In his opening statement, Senior Deputy Prosecutor Jeff McCarty said Smith told law enforcement that Hudyma was raping his girlfriend. But only Smith and Hudyma were in the room when Clark County sheriff’s deputies arrived. McCarty also said deputies found Smith with blood on his face, hands and arms, but he had only minor injuries.
A deputy testified after opening statements that Hudyma’s face was unrecognizable and disfigured after the beating. He and another deputy described moving Hudyma out of the bathroom to perform CPR because the floor was too slick with blood for them to provide aid.
Deputies responded shortly after 9 p.m. for a report of a disturbance in Room 31 at the motel. The caller said he heard his neighbors fighting, and someone was screaming to call the police, according to an affidavit of probable cause.
After deputies knocked, the door opened and Smith, with blood on his face and hands, crawled out. Deputies said Smith looked up at his girlfriend — who was standing with the 911 caller — and said, “He was trying to rape you, he was raping you,” the affidavit states.

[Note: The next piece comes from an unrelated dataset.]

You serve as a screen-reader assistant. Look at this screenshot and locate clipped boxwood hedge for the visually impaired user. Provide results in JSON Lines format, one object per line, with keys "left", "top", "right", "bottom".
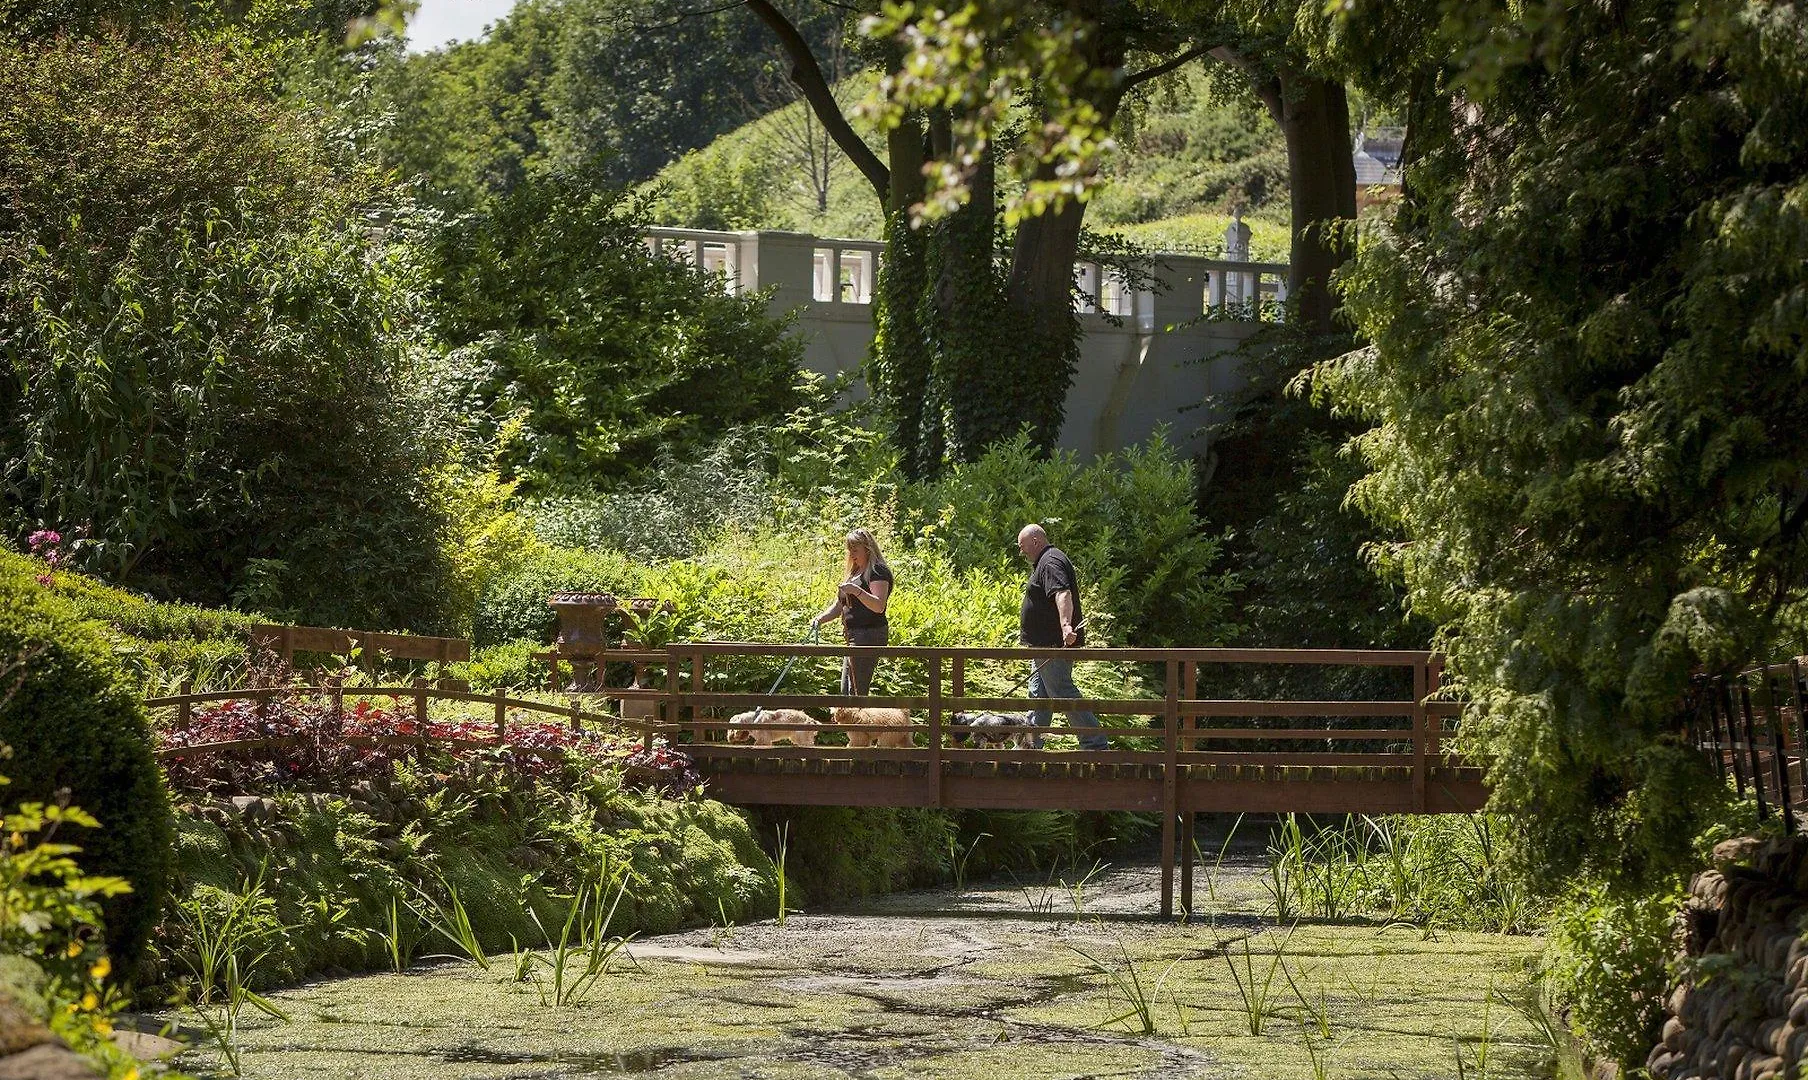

Smith’s girlfriend told investigators Hudyma had picked up the couple from a friend’s trailer and brought them to their motel room. Hudyma came inside and got into the shower, she said. She was at the motel office, she said, when she heard screaming and returned to the room, according to the affidavit.
She saw Hudyma lying on the bathroom floor with Smith on top of him. She believed Hudyma was having a seizure and that Smith was helping him. She then saw Hudyma’s eye looked swollen, she said, and told Smith they needed an ambulance, court records say.